The process of founding the Mozambiquan Air Force proved to be a lengthy and complex task, however, and was to take years to accomplish. Before it was so far, therefore, the most the Mozambiquans and the rebels they supported could to was to fire increasing numbers of SA-7s at RhAF aircraft attacking them. Due to excellent training of Rhodesian pilots, very few of MANPADs came anywhere near their targets, however, and most of the strikes flown during the next Rhodesian offensive into Mozambique were practically unopposed. The situation changed completely during the last large-scale Rhodesian incursion, Operation Uric. This brought savage attacks of RhAF Hunters and Canberras against targets in Mapai area, on 5 September 1979, including FAM radar stations, anti-aircraft gun emplacements and warehouses: immense damage was caused to several installations used for supporting infiltrations into Rhodesia. However, this operation signalized also the “beginning of the end” for Rhodesians, then it was not considered as success, especially as the later began to suffer unacceptably high losses. A RhAF Alouette III was shot down already on the first day of the offensive, by an RPG-7, and a South African Air Force Puma transport helicopter involved in supporting the Rhodesian operation was brought down on the following day, killing 12.
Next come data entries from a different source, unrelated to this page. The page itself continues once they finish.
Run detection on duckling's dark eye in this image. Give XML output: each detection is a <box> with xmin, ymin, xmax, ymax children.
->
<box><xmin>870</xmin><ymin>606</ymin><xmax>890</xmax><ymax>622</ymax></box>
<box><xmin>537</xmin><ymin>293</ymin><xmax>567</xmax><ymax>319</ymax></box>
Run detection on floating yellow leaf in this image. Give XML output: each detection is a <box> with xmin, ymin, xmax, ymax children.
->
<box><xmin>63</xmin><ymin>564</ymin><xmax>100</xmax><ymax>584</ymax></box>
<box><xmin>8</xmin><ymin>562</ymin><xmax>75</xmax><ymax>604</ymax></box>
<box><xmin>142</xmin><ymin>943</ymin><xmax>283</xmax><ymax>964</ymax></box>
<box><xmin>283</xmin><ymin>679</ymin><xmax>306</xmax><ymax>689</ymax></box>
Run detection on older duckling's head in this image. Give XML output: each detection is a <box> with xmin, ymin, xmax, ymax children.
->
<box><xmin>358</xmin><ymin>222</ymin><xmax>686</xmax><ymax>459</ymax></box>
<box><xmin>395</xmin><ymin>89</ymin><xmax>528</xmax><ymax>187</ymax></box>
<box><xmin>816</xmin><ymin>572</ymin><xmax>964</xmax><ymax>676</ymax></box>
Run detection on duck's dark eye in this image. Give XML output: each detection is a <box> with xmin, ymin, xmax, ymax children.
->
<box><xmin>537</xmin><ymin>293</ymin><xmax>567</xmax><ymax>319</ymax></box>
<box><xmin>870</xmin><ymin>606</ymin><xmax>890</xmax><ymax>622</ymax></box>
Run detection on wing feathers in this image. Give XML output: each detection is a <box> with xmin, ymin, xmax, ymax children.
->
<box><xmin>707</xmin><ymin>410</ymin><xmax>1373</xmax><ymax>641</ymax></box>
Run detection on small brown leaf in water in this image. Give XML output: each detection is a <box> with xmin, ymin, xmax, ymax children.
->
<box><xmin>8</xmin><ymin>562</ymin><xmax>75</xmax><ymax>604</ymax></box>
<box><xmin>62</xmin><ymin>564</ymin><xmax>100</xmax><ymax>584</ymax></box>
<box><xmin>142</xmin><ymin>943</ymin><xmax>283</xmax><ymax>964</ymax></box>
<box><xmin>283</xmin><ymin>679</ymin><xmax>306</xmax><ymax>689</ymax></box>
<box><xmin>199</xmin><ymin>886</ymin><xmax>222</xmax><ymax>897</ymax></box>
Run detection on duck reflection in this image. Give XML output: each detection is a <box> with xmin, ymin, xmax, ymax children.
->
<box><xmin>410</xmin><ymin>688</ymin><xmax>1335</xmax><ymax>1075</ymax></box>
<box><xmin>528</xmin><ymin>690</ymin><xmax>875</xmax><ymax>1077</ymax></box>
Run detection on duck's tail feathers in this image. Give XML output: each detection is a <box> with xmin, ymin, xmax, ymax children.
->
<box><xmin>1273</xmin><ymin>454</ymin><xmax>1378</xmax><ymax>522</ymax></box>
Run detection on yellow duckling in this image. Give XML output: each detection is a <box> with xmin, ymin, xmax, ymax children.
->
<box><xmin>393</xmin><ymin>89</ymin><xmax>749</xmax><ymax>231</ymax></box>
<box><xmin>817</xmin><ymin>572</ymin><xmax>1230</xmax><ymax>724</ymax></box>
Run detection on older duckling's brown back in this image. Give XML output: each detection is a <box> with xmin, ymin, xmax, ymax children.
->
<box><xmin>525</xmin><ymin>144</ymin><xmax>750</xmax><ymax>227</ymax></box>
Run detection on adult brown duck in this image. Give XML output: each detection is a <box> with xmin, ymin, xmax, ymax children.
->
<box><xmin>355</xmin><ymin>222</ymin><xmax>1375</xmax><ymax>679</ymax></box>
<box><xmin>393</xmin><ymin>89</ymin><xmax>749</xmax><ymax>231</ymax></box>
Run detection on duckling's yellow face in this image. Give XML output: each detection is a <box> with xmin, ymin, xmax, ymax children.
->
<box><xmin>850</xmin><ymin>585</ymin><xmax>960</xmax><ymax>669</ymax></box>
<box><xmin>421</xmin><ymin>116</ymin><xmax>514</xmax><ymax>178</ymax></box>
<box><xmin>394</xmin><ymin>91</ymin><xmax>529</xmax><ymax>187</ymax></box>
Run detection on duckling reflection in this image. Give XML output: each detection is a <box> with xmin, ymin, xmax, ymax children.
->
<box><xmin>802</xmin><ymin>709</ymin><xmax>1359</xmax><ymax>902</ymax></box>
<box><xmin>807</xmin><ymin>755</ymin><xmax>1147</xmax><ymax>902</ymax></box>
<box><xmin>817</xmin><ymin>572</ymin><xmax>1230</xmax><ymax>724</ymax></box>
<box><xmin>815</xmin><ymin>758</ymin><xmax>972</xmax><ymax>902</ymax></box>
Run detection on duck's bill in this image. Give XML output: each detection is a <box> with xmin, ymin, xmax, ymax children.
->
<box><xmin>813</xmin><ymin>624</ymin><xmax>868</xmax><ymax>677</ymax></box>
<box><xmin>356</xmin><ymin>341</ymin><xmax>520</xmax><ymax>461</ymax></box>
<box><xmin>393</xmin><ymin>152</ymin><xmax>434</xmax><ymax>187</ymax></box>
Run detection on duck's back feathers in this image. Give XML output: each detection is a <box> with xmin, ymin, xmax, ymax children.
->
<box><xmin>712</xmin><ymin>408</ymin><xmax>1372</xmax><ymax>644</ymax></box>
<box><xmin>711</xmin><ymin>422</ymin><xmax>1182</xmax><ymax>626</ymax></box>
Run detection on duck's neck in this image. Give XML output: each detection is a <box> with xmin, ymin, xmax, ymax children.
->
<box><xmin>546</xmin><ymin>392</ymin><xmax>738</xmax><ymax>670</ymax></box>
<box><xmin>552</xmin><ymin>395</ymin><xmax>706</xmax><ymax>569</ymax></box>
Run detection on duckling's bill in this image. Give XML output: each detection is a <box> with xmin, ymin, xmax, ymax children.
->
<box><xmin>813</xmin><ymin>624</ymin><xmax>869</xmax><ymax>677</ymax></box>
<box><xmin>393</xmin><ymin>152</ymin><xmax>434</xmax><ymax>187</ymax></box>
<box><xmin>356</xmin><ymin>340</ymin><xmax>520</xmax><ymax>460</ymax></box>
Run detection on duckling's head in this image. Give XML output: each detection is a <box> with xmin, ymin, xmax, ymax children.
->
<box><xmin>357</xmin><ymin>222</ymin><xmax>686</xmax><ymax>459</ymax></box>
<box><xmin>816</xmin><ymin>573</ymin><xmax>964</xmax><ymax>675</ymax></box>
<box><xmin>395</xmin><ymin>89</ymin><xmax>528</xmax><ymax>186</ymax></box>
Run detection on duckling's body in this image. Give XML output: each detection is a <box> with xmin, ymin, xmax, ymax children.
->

Between 28 September and 3 October 1979, Canberras and a Hunters flew a series of strikes against the huge base at Chimoio, holding some 6.000 ZANLA guerrillas, as well as a FAM column moving towards Rhodesian border. Although the main base was eventually occupied and destroyed, during bitter fighting on 30 September, resulting in most of it’s the rebels in situ being either dead or wounded, the Rhodesians were not successful in the end. The approaching FAM column proved a particularly tough nut to crack, then a Canberra and a Hunter each were shot down, with the loss of all crewmembers, including the Hunter-pilot, Flt.Lt. Brian Gordon. This was also the last Rhodesian operation of this kind in Mozambique: only two months later a cease-fire was agreed, and the war in Rhodesia ended.